The invention relates to the manufacture of seed tape and also to the closure of polyethylene oxide film upon itself.
Seed tape is made commercially from polyethylene oxide film. This film, though essentially polyethylene oxide, may contain some additional materials (plasticizer, stabilizer, antioxidant, dye, etc.). The film, in order to be operative, is readily water soluble. Advantage of this fact has been taken in sealing the tape after the seeds have been deposited thereon, usually while the tape is formed into a troughed shape. Thus, before the seed is deposited, the tape has been moistened with water, as by spraying water thereon or by applying it from a felted moistener. Then, after the seed has been deposited, the tape is closed on itself under pressure, sealing the tape and enclosing the seed.
An important problem, heretofore unsolved, has been proper control of the amount of moisture imparted to the tape in order to cause its sealing. Excessive moisture has bad effects on both the seed and the tape.
Many seeds are quite sensitive to moisture; an excess of moisture can prematurely trigger the germination process and may result in killing the seed. Seeds which can last for many months if kept in an atmosphere that is sufficiently dry may last only a few weeks if the moisture level is a little higher.
The tape itself is sensitive to the applied moisture, though generally insensitive to atmospheric humidity. The tape is water soluble; so obviously the applied moisture used for sealing must be kept below an amount that would simply dissolve the tape. But that is not all. Tape that becomes much too wet turns milky and tends to stick to itself when wound on a roll, so that it cannot be unwound satisfactorily. Even when not wet to that degree, over-moistened tape tends to stretch while wet--i.e., when the seeds are being put in and the tape sealed-- and then to shrink when it dries, after being wound on a reel. Such shrinking can break some delicate seeds and is generally hard on the strength of the tape. If a stretched wet tape is wound tautly on a card, as is common in certain packaging methods, the card will be bowed in along an arc as the tape dries and shrinks.
Several variables make it difficult to control the amount of moisture used. Each thickness and width of polyethylene oxide tape results in somewhat different requirements as to the amount of moisture needed for sealing. Each size of seed and the spacing between seeds also affects the amount of moisture needed for sealing the film. It should be noted that it is not sufficient simply to seal the film along its edges where it laps over; it is also important that the film between adjacent seeds be sealed, in order to retain the spacing between the seeds and hold them in position.
Moreover, the seed tape is difficult to dry once it is too moist. The tape travels at high speeds, typically several thousand feet per hour, during the manufacturing operation of emplacing the seed and closing the tape. These high speeds make it difficult to dry the tape. High temperatures cannot be used to shorten the drying time, because of the low melting temperature of the plastic, because excessive temperature may damage the seed directly, and also because the creation of water vapor within the sealed tape, which results from heating, causes the tape to balloon and to form a hollow tube, with no sealing between seeds. Consequently, drying must be done at a moderate rate that allows time for the moisture to diffuse out through the tape. Adequate drying in this manner requires a drying chamber in which the tape is dried for at least thirty seconds, and this means several hundred feet of tape travel. Drying chambers as large as this would hamper the production operation, and shorter chambers are inadequate.

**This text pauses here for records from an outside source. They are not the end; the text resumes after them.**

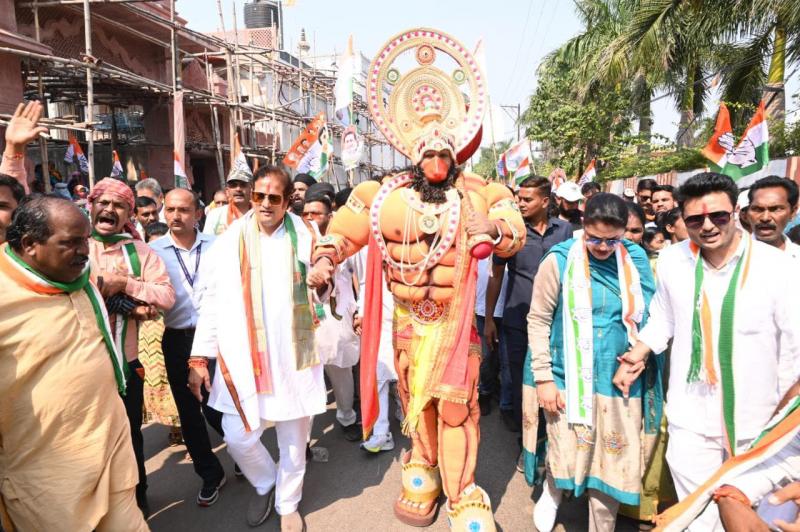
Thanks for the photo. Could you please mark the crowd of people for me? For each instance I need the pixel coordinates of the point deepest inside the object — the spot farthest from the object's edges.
(636, 345)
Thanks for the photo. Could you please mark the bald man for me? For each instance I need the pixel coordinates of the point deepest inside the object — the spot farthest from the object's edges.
(184, 249)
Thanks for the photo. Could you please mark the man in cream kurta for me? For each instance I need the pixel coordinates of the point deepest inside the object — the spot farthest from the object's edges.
(66, 460)
(297, 394)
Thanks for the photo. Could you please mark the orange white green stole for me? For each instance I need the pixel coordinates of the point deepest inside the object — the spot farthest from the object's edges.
(577, 322)
(303, 324)
(23, 274)
(702, 361)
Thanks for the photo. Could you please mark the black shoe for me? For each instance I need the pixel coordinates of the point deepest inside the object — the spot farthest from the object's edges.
(351, 432)
(485, 402)
(510, 421)
(209, 493)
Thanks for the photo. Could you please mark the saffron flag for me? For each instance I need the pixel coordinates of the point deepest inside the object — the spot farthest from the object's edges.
(74, 150)
(240, 169)
(557, 178)
(116, 170)
(305, 141)
(180, 175)
(589, 174)
(750, 155)
(515, 163)
(343, 91)
(317, 159)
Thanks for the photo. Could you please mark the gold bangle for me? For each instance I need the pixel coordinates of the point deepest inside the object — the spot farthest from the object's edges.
(198, 362)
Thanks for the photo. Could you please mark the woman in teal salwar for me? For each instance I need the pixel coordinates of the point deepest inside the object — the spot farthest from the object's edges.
(589, 301)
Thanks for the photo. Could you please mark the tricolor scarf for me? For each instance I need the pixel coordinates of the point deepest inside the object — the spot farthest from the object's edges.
(577, 322)
(134, 266)
(303, 323)
(26, 276)
(702, 362)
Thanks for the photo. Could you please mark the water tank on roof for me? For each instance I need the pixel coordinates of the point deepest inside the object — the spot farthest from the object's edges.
(260, 14)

At this point, it may be said that there is no easy inexpensive way to measure either the amount of moisture being applied or the amount of moisture remaining in the finished tape. As to the amount applied, when it is sprayed, some evaporates, so that the excess collected does not express by mere subtraction from the amount sprayed how much stayed on the tape. Tests have shown that the completed tape has contained between about 3 and 15 percent moisture, probably averaging around 6 to 7 percent,--a little too high for optimum results.

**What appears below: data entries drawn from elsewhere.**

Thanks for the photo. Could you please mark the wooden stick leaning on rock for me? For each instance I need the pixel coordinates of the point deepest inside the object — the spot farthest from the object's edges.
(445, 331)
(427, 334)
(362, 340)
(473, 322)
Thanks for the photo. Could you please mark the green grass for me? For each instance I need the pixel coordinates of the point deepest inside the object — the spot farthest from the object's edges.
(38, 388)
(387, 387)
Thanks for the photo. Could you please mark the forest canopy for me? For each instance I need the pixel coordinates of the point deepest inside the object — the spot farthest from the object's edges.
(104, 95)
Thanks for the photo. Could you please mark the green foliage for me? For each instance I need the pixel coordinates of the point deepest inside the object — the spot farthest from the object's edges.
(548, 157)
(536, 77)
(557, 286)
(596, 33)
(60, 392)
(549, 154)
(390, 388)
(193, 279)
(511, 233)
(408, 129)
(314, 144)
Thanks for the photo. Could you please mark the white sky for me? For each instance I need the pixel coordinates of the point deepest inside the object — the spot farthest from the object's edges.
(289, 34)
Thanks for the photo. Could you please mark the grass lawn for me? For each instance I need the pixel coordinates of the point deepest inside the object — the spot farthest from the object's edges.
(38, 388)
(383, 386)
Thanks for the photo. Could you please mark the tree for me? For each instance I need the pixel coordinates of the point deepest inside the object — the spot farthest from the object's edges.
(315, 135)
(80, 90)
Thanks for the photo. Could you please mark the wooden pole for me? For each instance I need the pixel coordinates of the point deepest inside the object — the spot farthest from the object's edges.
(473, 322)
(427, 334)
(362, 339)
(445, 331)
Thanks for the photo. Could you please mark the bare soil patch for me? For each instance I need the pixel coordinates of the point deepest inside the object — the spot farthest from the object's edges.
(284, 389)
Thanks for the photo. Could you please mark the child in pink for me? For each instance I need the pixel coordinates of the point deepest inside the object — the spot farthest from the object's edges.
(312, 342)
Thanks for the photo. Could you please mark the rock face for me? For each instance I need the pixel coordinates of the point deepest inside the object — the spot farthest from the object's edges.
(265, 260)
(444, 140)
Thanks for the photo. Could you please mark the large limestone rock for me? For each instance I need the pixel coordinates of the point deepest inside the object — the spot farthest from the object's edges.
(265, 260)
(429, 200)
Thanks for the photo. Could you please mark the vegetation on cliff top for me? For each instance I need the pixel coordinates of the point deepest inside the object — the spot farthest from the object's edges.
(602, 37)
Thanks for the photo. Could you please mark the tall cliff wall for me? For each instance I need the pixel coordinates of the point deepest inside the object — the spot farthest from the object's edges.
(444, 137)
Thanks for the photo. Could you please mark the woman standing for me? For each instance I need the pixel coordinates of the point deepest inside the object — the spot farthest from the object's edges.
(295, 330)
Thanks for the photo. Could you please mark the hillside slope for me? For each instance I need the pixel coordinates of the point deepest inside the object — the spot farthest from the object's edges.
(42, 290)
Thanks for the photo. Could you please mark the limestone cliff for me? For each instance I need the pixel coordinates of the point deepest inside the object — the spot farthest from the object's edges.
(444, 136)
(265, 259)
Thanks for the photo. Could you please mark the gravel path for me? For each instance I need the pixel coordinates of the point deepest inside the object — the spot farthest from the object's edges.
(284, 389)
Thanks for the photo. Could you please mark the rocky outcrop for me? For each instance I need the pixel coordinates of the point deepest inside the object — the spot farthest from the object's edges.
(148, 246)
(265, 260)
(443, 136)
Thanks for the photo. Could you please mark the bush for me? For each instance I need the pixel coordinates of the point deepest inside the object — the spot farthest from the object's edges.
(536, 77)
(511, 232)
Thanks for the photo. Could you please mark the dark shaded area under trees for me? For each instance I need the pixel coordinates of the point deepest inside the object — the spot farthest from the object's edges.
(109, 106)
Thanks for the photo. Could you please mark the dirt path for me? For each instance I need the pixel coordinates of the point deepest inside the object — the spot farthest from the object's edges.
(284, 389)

Experimental data have also shown that when the moisture level in the completed tape is higher than about ten percent, the germination percentage of the seed when planted may be seriously degraded by storage. Thus, if the moisture level is over ten percent for one or two weeks after sealing, gradually drying out, some seeds drop by ten to twenty percent in germination level after six months storage. Seed tapes are of advantage principally when the germination levels are quite high, approaching 100 percent. Therefore, a drop of 10 to 20 percent is undesirable.
Other solvents which can be used to seal polyethylene oxide tape are either toxic, flammable, or both.
Since the tape must be sealed, and moisture has been needed to achieve proper sealing, the problem has been extraordinarily difficult.
The purpose of the present invention is to obtain the needed sealing at present manufacturing speeds while not requiring elaborate controls, excessive drying equipment, or even elaborate inspection methods.